Selon la chaîne américaine CNN, la présence à bord de ces tankers, depuis plusieurs mois, d’hommes liés aux services secrets et à l’armée russes inquiète les Européens. Plusieurs d’entre eux appartiennent à la société Moran Security, une entreprise privée de sécurité liée à l’armée et aux renseignements russes. Enregistrée en Russie et à Bélize, elle propose ses services dans le domaine de la logistique internationale, de la sécurité maritime ou des renseignements. Moran Security aurait également fourni des services à des milices privées, notamment le groupe paramilitaire Wagner, ajoute CNN, qui cite "plusieurs sources au sein des renseignements". La société dit d’ailleurs recruter des "officiers retraités ou encore en activité" ayant servi dans les forces spéciales. Elle figure sur une liste de sanctions du Trésor américain depuis 2024 pour avoir fourni des "services armés" à des entreprises publiques russes. Et depuis environ six mois, ses hommes sont placés sur plusieurs pétroliers de la flotte fantôme russe et sont souvent les seuls nationaux Russes à bord.
La présence de ces hommes parfois armés et liés aux forces russes sur ces bateaux clandestins attire de plus en plus l’attention des Européens au regard de l’armada de bateaux fantômes de la Russie, soit plusieurs centaines. Nombre d’entre eux traversent les eaux européennes, de la mer Baltique à la Manche en passant par la mer du Nord, mais également en mer Noire. Ces hommes pourraient prendre des photos des installations militaires européennes et surtout, ils semblent être chargés de surveiller le reste de l’équipage.
En témoignent les observations des marins danois et suédois, qui voient passer un grand nombre de tankers fantômes le long de la mer Baltique. Certains disent observer la présence à bord de ces bateaux de Russes qui semblent "avoir davantage de pouvoir que le capitaine lui-même", rapporte CNN. Ces membres supplémentaires, ajoutés à la liste d’équipage peu avant le départ du bateau, vont parfois jusqu’à porter des uniformes militaires et photographier certaines zones, notamment des ponts, selon le service de pilotage de l’Etat danois, DanPilot.

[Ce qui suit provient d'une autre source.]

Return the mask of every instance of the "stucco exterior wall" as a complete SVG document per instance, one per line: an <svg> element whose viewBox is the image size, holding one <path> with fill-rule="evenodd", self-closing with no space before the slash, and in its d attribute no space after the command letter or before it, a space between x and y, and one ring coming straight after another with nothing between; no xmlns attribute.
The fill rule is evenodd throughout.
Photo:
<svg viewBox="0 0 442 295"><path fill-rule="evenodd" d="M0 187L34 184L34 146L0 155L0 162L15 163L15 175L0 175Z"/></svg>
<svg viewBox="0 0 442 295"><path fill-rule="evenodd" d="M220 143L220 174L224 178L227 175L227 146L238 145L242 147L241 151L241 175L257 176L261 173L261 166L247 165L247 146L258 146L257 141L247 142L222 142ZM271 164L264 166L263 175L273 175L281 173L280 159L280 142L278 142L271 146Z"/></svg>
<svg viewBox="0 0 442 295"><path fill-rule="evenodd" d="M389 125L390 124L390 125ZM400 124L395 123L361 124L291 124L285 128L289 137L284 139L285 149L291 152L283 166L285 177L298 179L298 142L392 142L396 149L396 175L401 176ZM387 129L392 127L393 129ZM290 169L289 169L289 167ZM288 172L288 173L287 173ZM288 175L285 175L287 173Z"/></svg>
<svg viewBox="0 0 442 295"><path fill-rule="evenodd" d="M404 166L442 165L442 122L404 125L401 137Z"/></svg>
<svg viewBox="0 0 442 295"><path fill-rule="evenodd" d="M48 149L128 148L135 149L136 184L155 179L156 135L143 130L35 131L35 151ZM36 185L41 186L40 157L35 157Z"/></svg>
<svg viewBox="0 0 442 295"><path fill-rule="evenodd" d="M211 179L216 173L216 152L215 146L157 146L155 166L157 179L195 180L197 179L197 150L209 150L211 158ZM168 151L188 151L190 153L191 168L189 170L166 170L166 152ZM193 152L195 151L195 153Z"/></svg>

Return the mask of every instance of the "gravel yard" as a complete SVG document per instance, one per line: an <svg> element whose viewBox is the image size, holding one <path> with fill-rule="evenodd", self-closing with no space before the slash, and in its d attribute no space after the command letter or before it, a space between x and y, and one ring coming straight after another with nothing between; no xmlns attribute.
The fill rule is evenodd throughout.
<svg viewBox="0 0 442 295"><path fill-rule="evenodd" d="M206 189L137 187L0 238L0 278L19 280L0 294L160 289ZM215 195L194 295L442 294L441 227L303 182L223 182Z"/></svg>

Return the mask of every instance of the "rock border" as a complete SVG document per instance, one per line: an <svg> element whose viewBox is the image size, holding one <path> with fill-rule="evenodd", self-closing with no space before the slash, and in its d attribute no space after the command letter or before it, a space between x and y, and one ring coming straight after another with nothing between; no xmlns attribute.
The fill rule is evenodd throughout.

Un de ces navires clandestins a récemment attiré l’attention des autorités européennes, et notamment françaises. Il s’agit du Boracay, aussi connu sous le nom de Pushpa, qui figure sur la liste des sanctions européennes pour son appartenance à la flotte fantôme russe. Il bat pavillon du Bénin. Le bateau avait fait les gros titres en France au mois d’octobre en stationnant au large de la Bretagne, avant d’être arraisonné par les autorités françaises. Selon CNN, deux Russes - les seuls de cette nationalité à bord - y ont embarqué le 20 septembre dernier en qualité de "techniciens", mais leur activité à bord du navire demeure floue. L’un d’eux aurait travaillé pour Wagner, selon des sources occidentales. Interrogé par CNN, Alexey Badikov, le PDG de Moran Security, a indiqué "ne pas être en position de confirmer" que ces deux hommes travaillaient pour sa société.
Outre ses nombreux changements de pavillon, le navire a fait l’objet d’une surveillance rapprochée de la part des Européens, qui le soupçonnent d’être impliqué dans des survols de drones au-dessus du Danemark. Le Boracay longeait en effet les côtes danoises lorsque des survols de drones avaient perturbé le trafic de l’aéroport de Copenhague et approché des bases militaires. Le bateau, qui transportait "une importante cargaison de pétrole" de la Russie vers l’Inde, avait finalement été arraisonné par la France. Et ce, en raison "des incohérences présentées par le pétrolier quant à sa nationalité" et son "absence de pavillon", selon le procureur de Brest.
Aucun drone n’avait été trouvé à bord, selon CNN. Badikov, de Moran Security, a opposé quant à lui à la chaîne le fait qu’il serait "complètement fou" de lancer des drones depuis un pétrolier. "C’est techniquement dangereux", a-t-il ajouté. Vladimir Poutine avait par ailleurs qualifié de "piraterie" l’arraisonnement du bateau. "Visiblement, ils cherchaient quelque chose, des marchandises militaires, des drones, ou des choses comme ça. Mais il n’y a rien de ça là-bas", avait-il justifié, ajoutant qu’il ne "[savait] pas dans quelle mesure il est lié à la Russie". De quoi rendre difficile, pour les Européens, de prouver la présence de Russes aux liens étroits avec Moscou à bord de ces bateaux… et leur utilisation à des fins de guerre hybride pour déstabiliser l’Europe.